🤖 AI Summary
This work addresses the challenges of ghosting and drift in infrared and visible video fusion, which arise from temporal misalignment, geometric rigidity, and error accumulation in diffusion models. The authors reformulate the fusion task as a history-conditioned motion generation problem and propose a spectral filtering framework that implicitly models motion dynamics to circumvent explicit alignment. Key innovations include stable historical guidance, a soft temporal anchoring mechanism, and a decoupled structure-motion adaptive strategy, complemented by a two-stage training scheme and latent space optimization. The method achieves state-of-the-art performance in both fusion quality and temporal consistency, effectively suppressing artifacts and drift.
📝 Abstract
Infrared and visible video fusion is essential for achieving comprehensive perception in dynamic scenes. However, maintaining temporal consistency remains a formidable challenge. Conventional methods relying on optical flow often suffer from geometric rigidity and ghosting artifacts.
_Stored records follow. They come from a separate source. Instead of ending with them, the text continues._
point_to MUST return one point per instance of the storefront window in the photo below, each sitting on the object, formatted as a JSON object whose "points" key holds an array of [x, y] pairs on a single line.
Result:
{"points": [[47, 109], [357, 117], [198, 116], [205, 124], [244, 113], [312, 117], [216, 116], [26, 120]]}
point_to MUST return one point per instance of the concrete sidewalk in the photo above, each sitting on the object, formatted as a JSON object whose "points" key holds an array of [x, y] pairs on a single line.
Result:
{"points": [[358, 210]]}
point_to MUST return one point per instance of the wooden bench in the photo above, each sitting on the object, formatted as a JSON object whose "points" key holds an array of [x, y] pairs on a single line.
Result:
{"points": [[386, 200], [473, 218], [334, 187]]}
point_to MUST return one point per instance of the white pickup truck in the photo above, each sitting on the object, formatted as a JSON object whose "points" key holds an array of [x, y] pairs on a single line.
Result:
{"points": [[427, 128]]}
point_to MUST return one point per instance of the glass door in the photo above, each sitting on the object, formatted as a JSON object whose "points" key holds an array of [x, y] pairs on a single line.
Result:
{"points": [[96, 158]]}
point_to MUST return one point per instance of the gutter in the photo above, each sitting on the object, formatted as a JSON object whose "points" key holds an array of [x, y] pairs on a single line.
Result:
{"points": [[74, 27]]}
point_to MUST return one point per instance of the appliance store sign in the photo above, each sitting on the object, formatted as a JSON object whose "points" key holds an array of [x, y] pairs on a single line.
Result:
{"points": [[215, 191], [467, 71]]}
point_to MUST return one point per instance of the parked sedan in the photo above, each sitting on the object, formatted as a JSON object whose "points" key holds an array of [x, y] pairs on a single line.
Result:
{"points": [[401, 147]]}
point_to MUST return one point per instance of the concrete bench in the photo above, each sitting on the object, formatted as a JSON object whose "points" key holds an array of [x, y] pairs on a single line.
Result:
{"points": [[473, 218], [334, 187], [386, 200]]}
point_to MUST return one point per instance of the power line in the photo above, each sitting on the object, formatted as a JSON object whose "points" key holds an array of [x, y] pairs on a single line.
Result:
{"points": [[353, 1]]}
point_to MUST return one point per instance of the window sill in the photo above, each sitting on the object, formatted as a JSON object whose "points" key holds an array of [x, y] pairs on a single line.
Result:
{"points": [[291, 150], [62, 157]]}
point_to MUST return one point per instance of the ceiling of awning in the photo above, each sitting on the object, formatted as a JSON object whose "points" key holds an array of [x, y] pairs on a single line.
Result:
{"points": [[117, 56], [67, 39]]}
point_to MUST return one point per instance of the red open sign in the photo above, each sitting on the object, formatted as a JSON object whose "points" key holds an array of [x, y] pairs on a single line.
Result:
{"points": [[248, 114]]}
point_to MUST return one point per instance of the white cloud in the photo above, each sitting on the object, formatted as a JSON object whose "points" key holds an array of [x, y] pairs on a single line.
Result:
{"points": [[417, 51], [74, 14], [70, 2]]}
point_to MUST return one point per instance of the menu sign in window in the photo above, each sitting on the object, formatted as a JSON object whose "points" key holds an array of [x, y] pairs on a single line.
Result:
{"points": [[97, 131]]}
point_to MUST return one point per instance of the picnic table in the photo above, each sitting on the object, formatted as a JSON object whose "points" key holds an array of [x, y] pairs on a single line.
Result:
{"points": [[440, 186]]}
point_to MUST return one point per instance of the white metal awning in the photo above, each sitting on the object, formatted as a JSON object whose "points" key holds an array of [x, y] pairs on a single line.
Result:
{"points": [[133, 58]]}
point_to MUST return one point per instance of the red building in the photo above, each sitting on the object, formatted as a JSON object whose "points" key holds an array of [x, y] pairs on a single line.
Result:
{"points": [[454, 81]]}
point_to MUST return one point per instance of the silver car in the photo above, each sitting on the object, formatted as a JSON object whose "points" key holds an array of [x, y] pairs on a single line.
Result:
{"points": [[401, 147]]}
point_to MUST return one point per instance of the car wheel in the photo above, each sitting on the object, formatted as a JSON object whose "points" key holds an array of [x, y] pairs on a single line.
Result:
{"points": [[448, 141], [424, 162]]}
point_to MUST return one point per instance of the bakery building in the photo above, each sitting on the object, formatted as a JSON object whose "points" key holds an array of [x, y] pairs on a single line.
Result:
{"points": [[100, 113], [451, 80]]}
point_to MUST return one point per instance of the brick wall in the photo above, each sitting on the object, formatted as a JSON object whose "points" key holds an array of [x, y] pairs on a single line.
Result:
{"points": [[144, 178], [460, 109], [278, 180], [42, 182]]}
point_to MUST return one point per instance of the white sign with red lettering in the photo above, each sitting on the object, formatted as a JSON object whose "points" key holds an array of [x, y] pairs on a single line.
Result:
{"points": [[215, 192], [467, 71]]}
Moreover, standard diffusion-based fusion models typically operate in a frame-by-frame manner; when extended to autoregressive settings, they lack intrinsic temporal constraints and are prone to severe error accumulation and drifting, where minor artifacts amplify over time. To address these limitations, we propose a drift-resilient video fusion method that reformulates the task as history-conditioned motion generation. We introduce Stabilized History Guidance and Soft Temporal Anchoring to reframe temporal consistency as spectral filtering, implicitly aggregating motion dynamics without rigid alignment. Furthermore, our Decoupled Structure-Motion Adaptation strategy bridges pre-trained priors and structural constraints via two-stage training and latent refinement. Extensive experiments demonstrate that our method achieves state-of-the-art performance in both fusion quality and temporal stability.